Il est pratiquement impossible de décrire ce que Maniac, la nouvelle série Netflix de Cary Funkunaga (True Detective) et Patrick Somerville (The Leftovers), raconte. Deux personnes dépressives, Annie Landsberg (Emma Stone) et Owen Milgrim (Jonah Hill), se rencontrent lors d’un essai pharmaceutique qui peut les libérer de leurs névroses. Et ce, pendant 3 épisodes. Puis, on les suit alors dans des réalités inventées où ces mêmes névroses, mais aussi l’équipe en charge de l’essai, vont venir interférer avec leurs fictions partagées. Le plus épatant étant que l’on ne s’y perd pas tant que ça.

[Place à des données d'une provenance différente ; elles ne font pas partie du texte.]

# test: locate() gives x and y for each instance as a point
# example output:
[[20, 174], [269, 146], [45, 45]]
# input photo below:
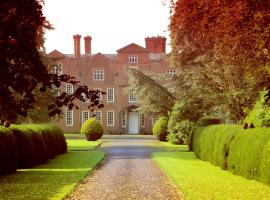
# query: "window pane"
[[99, 116], [69, 117]]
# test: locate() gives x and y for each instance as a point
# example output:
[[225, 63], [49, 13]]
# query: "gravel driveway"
[[127, 172]]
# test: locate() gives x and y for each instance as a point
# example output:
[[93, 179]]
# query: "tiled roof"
[[132, 48], [56, 54]]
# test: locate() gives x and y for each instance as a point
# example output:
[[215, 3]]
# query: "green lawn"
[[56, 178], [82, 145], [200, 180]]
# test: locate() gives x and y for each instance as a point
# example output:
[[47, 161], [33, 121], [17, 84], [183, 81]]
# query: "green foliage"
[[260, 114], [246, 154], [160, 128], [92, 129], [208, 120], [243, 152], [37, 143], [8, 152], [183, 131], [199, 180], [154, 97]]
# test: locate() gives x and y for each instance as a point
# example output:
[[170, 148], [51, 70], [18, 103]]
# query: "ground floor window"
[[154, 119], [85, 116], [143, 120], [123, 119], [69, 117], [110, 118], [99, 116]]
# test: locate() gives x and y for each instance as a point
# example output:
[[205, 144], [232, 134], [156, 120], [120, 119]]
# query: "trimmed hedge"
[[209, 120], [8, 152], [30, 144], [243, 152]]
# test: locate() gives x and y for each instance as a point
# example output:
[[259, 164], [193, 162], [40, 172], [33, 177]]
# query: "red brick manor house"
[[108, 72]]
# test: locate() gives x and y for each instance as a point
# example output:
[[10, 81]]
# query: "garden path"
[[127, 172]]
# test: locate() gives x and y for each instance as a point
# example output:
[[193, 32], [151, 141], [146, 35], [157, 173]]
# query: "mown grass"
[[55, 179], [82, 145], [200, 180]]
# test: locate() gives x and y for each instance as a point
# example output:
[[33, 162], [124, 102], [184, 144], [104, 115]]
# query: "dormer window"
[[171, 72], [132, 58], [98, 75], [57, 69]]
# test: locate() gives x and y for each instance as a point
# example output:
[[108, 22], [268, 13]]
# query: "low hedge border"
[[243, 152], [23, 146]]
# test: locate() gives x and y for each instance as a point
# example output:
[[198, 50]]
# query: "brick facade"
[[114, 66]]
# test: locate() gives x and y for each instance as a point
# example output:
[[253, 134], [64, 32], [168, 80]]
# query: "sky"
[[112, 24]]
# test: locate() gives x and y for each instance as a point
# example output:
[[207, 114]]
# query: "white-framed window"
[[99, 116], [98, 75], [85, 116], [69, 117], [129, 74], [142, 120], [110, 95], [123, 120], [132, 96], [133, 58], [110, 118], [154, 119], [171, 72], [57, 69], [85, 98], [100, 94], [69, 88]]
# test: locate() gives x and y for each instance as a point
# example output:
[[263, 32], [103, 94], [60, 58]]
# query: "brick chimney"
[[87, 44], [77, 46], [156, 44]]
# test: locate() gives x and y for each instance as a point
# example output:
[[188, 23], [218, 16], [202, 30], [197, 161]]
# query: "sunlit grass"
[[82, 145], [55, 179], [200, 180]]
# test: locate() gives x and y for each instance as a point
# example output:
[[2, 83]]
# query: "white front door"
[[133, 122]]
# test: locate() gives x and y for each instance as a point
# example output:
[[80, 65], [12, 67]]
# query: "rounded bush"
[[183, 130], [160, 129], [92, 129], [209, 120]]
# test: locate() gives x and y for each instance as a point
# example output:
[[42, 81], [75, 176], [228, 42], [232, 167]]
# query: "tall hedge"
[[243, 152], [23, 146], [8, 152]]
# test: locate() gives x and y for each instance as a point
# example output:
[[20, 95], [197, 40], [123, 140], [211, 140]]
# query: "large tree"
[[22, 26], [226, 46]]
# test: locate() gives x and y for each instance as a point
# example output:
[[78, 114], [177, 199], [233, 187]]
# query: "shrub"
[[182, 131], [208, 120], [160, 129], [8, 151], [36, 143], [243, 152], [259, 116], [92, 129]]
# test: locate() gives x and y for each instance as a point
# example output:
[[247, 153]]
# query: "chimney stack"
[[87, 44], [77, 46], [156, 44]]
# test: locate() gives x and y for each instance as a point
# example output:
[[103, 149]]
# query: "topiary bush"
[[36, 143], [243, 152], [259, 116], [209, 120], [160, 129], [92, 129], [8, 151], [182, 131]]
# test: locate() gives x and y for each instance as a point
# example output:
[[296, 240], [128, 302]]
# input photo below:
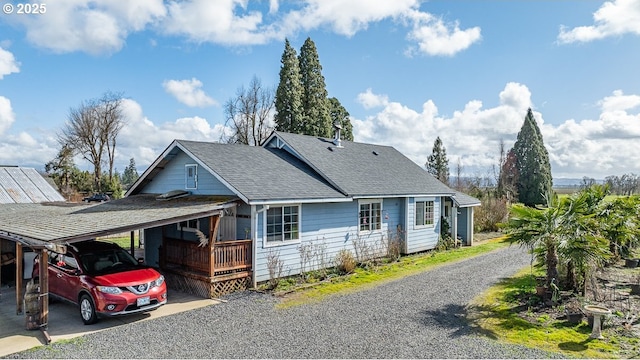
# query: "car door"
[[63, 277]]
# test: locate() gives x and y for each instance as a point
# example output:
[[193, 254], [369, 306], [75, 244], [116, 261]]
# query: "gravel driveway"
[[421, 316]]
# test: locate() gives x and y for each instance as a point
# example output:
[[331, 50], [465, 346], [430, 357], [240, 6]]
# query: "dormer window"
[[191, 176]]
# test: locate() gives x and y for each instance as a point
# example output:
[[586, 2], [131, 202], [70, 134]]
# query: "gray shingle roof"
[[464, 200], [262, 174], [360, 169], [20, 185]]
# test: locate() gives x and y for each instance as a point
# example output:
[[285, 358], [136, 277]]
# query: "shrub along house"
[[290, 206]]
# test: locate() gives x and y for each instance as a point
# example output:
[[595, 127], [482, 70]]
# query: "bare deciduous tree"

Autre chose remarquable avec Maniac, c’est que chaque segment, indépendamment de ses liens avec Annie et Owen, c’est que les personnages qu’ils incarnent dans la réalité rêvée sont d’une crédibilité incroyable. Au-delà du travail des acteurs, l’écriture de chaque morceau réussit à donner assez de matériel pour que les deux niveaux du récit nous paraissent plausibles et intéressants à équivalence. Un travail d’orfèvre qui se voit particulièrement dans l’épisode 5.

Imbriqué dans cela, de vrais morceaux de bravoure sur la construction générale de la série et de son intrigue. Dans ce même épisode, il y a une scène où Annie s’extirpe de la seconde réalité pour entrer dans la réelle. Pour cacher cela dans la seconde réalité, ils se mettent à danser le madison. L’inventivité de ces huit épisodes est tellement folle que même lorsque ses idées paraissent saugrenues, on y adhère tout de même.

“I make bad deals all the time” — Annie (1.09)

Mais Maniac est aussi une plongée dans les troubles psychiatriques, parlant du refoulé, de l’enfoui qui gangrène nos vies et nous fait nous échapper, notamment par la fiction. La forme — sublimée par le talent de Cary Fukugana — et le fond se mêlent l’un et à l’autre pour donner une direction dans ce chaos qu’est la dépression. Sur le sujet, elle lorgne peut-être du côté de Legion, mais le mutant ici est celui qui parvient à ne pas se laisser envahir par les idées noires. Et elle réussit à tenir son propos là où celle de Noah Hawley ne tient pas toutes ses promesses.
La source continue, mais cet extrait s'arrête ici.